Quand Séverin dit : « Deux morts, tous deux avec les doigts noirs. Qu’en déduis-tu ? », Guillaume répond : « Je n’en déduis rien : nihil sequitur geminis ex particularibus unquam (on ne peut tirer aucune une conclusion de prémisses particulières) ». Car, bien que Vénantius ait eu les doigts noircis et soit mort, et que Bérenger ait eu les doigts noircis et soit aussi mort, il peut y avoir d’autres personnes, en plus de Vénantius et Bérenger, qui aient les doigts noircis et qui sont soit mortes soit vivantes.

Guillaume propose alors une nouvelle prémisse majeure : « Il existe une substance qui noircit les doigts de qui la touche ». On peut reformuler ainsi : « La substance X noircit les doigts. »

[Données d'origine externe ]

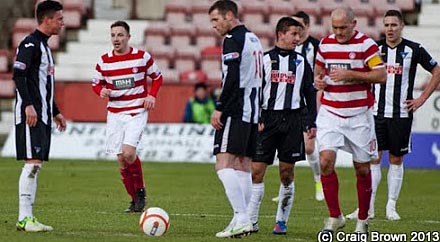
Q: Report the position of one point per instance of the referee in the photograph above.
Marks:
(288, 81)
(35, 107)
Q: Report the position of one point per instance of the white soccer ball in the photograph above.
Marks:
(154, 221)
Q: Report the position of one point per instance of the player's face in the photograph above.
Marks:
(343, 28)
(55, 23)
(393, 28)
(120, 39)
(221, 23)
(290, 39)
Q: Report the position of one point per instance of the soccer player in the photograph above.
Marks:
(35, 108)
(395, 106)
(121, 76)
(288, 80)
(236, 113)
(347, 64)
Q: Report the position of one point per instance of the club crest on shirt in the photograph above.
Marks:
(403, 54)
(231, 56)
(123, 83)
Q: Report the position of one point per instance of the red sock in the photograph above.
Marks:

Adso poursuit le syllogisme :

  • La substance X noircit les doigts.
  • Vénantius et Bérenger ont les doigts noircis.
  • Par conséquent, Vénantius et Bérenger ont touché la substance X.

Mais le syllogisme d’Adso est toujours invalide ; le moyen terme, « doigts noircis », est particulier dans les deux prémisses ; d’autres choses peuvent tout aussi bien noircir les doigts. « Aut semel aut iterum medium generaliter esto » (Le moyen terme doit être pris au moins une fois universellement.)

Guillaume propose ensuite un troisième syllogisme : « tous ceux et seulement ceux qui ont les doigts noircis ont certainement touché une substance donnée ». Cela conduit au syllogisme :

  • Tous les doigts noircis proviennent de la substance X.
  • Vénantius et Bérenger ont les doigts noircis.
  • Donc Vénantius et Bérenger ont touché la substance X.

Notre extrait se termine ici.